Not long ago, Abiy Ahmed, Ethiopia’s 44-year-old prime minister and Nobel laureate, was seen in much of the world as a shining hope for his country and its region. Now, foreign diplomats and analysts wonder how they could have been so wrong about him.

After coming to power in 2018, Mr. Abiy embarked on a whirlwind of ambitious reforms: freeing political prisoners, welcoming exiles home from abroad and, most impressively, striking a landmark peace deal with Eritrea, Ethiopia’s old foe, in a matter of months. He allowed once-banned opposition parties and appointed women to half the positions in his cabinet.

His flurry of reforms was a sharp rebuke to the Tigray People’s Liberation Front, a party of rebels turned rulers who had dominated Ethiopia since 1991 in an authoritarian system that achieved impressive economic growth at the cost of basic civil rights.

The West, eager for a glittering success story in Africa, was wowed, and within 18 months Mr.

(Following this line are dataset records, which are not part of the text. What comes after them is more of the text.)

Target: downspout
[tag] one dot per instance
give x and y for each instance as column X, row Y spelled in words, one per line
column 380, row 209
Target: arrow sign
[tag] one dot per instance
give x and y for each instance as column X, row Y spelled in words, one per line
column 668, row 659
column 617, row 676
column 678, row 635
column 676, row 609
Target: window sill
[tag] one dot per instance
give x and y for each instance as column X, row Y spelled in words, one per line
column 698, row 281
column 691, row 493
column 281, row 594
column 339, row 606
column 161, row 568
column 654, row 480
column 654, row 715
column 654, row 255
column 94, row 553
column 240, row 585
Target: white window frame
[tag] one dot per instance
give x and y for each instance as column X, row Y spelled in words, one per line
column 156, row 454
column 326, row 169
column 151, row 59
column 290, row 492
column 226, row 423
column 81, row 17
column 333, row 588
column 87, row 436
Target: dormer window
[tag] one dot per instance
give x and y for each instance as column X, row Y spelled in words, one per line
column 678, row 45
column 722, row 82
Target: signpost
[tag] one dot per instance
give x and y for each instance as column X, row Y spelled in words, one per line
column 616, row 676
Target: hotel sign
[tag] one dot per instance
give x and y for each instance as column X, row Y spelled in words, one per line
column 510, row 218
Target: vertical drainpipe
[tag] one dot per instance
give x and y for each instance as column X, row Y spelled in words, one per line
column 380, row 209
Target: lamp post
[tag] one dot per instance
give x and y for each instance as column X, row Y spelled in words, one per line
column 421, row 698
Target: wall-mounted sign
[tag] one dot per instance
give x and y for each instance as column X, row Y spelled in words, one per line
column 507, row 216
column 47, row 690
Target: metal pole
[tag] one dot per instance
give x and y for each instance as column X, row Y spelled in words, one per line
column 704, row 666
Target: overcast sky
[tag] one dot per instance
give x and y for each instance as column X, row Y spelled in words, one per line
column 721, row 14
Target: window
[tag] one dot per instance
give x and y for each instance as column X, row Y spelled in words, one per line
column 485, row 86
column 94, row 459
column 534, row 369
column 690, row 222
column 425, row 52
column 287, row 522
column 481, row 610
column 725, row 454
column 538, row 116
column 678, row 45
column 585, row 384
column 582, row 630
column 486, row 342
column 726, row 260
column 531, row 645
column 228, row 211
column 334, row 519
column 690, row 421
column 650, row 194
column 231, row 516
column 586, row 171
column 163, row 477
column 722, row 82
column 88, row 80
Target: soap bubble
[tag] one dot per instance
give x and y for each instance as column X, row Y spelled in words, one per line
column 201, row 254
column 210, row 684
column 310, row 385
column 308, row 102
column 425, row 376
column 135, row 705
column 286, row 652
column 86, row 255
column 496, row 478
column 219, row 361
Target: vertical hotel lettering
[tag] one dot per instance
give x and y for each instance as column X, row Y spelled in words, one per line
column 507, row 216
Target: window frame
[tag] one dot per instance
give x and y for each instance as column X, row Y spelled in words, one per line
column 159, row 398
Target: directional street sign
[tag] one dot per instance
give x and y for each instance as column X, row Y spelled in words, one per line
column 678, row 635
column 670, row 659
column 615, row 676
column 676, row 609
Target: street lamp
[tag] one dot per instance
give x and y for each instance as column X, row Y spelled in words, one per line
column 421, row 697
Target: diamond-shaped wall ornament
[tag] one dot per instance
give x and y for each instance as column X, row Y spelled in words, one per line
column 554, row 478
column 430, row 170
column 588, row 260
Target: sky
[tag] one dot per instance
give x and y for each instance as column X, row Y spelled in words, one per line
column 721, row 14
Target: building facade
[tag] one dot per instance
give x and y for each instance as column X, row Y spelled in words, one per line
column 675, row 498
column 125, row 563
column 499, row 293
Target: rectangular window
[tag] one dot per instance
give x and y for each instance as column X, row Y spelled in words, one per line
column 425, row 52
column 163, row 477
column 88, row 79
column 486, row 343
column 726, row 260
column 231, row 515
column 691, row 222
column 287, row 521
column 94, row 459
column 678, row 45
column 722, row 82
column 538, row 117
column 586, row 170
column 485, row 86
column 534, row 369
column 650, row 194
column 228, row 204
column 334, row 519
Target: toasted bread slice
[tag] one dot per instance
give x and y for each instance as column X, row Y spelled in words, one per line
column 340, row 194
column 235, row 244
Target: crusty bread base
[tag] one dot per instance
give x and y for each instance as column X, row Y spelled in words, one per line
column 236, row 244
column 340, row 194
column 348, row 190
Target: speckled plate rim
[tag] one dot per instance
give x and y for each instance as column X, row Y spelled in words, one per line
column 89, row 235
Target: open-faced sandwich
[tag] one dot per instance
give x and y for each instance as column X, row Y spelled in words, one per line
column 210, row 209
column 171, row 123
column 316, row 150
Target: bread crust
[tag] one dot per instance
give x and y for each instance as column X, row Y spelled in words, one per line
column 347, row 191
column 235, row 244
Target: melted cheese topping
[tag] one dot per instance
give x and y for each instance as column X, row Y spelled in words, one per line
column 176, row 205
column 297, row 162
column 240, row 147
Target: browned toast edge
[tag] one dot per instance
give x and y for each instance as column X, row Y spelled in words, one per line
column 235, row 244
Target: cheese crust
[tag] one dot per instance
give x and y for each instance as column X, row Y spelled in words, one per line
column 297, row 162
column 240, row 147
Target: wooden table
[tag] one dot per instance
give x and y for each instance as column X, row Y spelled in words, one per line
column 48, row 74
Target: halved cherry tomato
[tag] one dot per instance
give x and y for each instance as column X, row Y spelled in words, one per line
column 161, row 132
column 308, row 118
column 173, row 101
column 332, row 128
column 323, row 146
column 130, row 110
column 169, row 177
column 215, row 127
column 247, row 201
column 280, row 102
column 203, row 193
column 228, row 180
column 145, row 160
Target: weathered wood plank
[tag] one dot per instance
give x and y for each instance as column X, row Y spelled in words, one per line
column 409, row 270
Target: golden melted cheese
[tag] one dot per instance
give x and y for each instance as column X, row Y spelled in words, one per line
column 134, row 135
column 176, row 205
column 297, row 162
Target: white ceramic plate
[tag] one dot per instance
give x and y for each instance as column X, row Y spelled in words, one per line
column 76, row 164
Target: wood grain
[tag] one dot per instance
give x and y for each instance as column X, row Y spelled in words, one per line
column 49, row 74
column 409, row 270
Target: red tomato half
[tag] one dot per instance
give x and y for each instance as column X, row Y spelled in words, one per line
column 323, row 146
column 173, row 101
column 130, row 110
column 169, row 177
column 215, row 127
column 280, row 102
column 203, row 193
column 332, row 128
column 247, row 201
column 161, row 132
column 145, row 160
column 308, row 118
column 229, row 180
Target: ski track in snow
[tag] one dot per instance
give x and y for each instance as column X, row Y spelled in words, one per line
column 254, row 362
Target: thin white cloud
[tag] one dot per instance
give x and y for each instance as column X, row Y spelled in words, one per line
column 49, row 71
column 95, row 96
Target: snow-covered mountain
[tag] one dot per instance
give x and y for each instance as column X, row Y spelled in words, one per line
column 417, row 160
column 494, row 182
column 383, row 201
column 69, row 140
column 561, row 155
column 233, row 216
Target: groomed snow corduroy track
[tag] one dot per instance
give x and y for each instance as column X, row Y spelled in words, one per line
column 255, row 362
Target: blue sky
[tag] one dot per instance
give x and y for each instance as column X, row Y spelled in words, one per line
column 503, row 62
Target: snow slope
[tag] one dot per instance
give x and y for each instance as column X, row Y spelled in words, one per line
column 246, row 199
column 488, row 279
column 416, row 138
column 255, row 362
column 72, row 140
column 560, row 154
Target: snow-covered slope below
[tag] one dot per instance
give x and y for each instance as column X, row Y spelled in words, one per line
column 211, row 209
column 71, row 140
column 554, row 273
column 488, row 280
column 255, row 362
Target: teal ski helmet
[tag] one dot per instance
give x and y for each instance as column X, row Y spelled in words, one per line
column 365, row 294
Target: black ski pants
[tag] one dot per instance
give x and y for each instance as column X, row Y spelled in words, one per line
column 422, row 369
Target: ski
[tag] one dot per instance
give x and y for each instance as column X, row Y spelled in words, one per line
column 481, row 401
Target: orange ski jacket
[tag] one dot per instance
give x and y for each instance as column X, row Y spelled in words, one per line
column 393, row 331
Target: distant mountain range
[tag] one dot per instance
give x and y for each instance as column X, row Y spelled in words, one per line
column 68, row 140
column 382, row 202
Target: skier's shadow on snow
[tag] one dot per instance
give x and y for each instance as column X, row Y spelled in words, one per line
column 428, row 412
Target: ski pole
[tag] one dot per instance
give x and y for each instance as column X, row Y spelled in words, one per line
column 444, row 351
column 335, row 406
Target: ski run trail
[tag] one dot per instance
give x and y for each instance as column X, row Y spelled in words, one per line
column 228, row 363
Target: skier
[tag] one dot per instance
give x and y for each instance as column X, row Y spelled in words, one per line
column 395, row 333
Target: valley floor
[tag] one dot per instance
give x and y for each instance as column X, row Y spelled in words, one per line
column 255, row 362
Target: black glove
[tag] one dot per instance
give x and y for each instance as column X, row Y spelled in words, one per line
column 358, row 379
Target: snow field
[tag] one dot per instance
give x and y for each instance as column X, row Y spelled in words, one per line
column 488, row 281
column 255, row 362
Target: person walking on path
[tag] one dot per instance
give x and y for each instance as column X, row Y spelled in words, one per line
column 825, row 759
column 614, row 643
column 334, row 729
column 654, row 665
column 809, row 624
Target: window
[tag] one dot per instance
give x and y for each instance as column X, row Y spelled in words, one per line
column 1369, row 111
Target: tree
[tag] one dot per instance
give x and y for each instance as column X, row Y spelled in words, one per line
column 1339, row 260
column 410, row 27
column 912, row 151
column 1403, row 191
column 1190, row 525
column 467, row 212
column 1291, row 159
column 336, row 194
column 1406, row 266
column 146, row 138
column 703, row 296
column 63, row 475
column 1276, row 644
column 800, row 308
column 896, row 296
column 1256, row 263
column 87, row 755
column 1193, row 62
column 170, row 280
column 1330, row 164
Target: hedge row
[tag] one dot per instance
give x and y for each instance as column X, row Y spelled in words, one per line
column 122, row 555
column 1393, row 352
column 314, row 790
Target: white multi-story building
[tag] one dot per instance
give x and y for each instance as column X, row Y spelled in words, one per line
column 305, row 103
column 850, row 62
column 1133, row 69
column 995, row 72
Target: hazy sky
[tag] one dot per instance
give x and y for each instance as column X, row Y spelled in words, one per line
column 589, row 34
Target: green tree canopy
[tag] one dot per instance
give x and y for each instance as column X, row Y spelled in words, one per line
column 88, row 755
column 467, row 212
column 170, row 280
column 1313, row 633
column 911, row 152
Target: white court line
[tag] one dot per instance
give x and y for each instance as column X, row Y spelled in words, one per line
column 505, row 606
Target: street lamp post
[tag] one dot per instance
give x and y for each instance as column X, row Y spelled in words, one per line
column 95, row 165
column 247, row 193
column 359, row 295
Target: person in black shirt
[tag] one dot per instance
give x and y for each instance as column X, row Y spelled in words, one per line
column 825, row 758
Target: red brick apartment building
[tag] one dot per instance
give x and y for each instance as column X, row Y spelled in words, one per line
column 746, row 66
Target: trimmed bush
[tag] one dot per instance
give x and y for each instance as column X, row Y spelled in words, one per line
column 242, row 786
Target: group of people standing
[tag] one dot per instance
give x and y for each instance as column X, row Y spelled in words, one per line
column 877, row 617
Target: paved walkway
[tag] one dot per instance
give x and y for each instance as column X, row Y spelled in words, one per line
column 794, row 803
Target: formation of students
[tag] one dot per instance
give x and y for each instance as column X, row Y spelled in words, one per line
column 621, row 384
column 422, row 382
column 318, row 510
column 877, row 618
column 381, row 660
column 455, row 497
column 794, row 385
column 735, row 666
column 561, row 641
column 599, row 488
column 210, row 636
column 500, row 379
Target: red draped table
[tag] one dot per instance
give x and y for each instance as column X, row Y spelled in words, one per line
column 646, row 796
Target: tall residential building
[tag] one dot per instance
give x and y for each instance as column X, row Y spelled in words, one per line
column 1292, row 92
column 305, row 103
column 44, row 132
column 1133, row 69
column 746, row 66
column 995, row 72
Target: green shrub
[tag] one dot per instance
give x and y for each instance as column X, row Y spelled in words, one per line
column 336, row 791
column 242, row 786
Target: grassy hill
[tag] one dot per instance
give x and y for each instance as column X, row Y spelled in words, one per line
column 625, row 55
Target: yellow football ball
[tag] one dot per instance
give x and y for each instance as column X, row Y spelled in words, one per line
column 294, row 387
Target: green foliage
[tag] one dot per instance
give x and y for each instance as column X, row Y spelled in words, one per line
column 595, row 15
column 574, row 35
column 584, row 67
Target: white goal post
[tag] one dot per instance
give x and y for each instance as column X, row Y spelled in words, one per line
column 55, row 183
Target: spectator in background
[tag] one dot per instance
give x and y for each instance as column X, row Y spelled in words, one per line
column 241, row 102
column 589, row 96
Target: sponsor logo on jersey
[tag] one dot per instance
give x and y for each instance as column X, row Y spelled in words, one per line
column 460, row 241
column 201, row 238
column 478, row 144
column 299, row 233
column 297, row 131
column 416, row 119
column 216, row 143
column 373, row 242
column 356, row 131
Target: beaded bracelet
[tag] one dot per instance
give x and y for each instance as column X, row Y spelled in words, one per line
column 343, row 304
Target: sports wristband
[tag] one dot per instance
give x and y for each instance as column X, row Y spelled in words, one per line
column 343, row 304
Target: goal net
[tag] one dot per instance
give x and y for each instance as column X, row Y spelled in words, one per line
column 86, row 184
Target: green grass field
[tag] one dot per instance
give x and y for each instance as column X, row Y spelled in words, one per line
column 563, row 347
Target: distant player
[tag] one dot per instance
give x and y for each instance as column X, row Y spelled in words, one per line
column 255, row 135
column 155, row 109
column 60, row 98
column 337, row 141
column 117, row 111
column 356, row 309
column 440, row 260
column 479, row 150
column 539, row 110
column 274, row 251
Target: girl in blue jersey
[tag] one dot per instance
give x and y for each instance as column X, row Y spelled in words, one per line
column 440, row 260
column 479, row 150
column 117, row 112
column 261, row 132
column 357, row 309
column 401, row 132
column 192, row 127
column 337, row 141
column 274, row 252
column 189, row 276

Abiy, a onetime intelligence officer, had been awarded the Nobel Peace Prize. But since then Mr. Abiy’s halo has been shattered, and nations that once hailed him now see him as a pariah.

In moving swiftly, he unleashed pent-up frustrations among ethnic groups that had been marginalized — most notably his own group, the Oromo, who account for one-third of Ethiopia’s 110 million people. When mass protests erupted in the fall of 2019, he reverted to the old playbook: arrests, repression and police brutality.

The civil war raging since November in the northern Tigray region has become a byword for atrocities. Mr. Abiy’s forces and their allies have been accused of massacres, sexual assault and ethnic cleansing, and causing a famine.

Long-delayed parliamentary elections were once billed as a chance to turn the page on decades of autocratic rule. Instead, the vote, held last week, has highlighted Ethiopia’s divisions. Results have not been announced, but Mr. Abiy’s party is expected to win easily.

There was no voting in 102 of Ethiopia’s 547 constituencies because of war, civil unrest and logistical failures. Senior opposition leaders are in jail, and their parties boycotted the election in Oromia, a sprawling region of about 40 million people.

“These elections are a distraction,” said Abadir M. Ibrahim, an adjunct law professor at Addis Ababa University. “The state is on a cliff edge, and it’s not clear if it can pull back.”